Cada habitante de la Ciudad de México es generoso y sin empacho comunica a quien no esté enterado de la realidad de las cosas ya que somos como geólogos por naturaleza, «se nos da». Sabemos, como cosa que parece brujería cuál es el lugar seguro durante un temblor, cúal es el muro adecuado; la cornisa peligrosa; la calle firme y todo mundo está enterado que «allí donde está usted de pie» es zona socavada por minas, que hicieron los conquistadores buscando oro.

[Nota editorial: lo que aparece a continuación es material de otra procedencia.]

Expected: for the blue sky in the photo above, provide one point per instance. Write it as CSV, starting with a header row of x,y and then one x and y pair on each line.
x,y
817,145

No en balde, después que sucede un gran terremoto acudimos a las zonas de desastre a ayudar a los damnificados y a comprobar que era una necedad vivir ahí... «¡Si ya sabíamos que allí no conviene vivir!». Observamos con aire de conocedor las viviendas, recorremos con la mirada todas las superficies y las que alcanzamos las palpamos, también con refinada maestría golpeamos aquí y allá para concluir:

«Esto no se va caer, hasta que vuelva a temblar, o si llueve fuerte. Hasta entonces... quiensabe».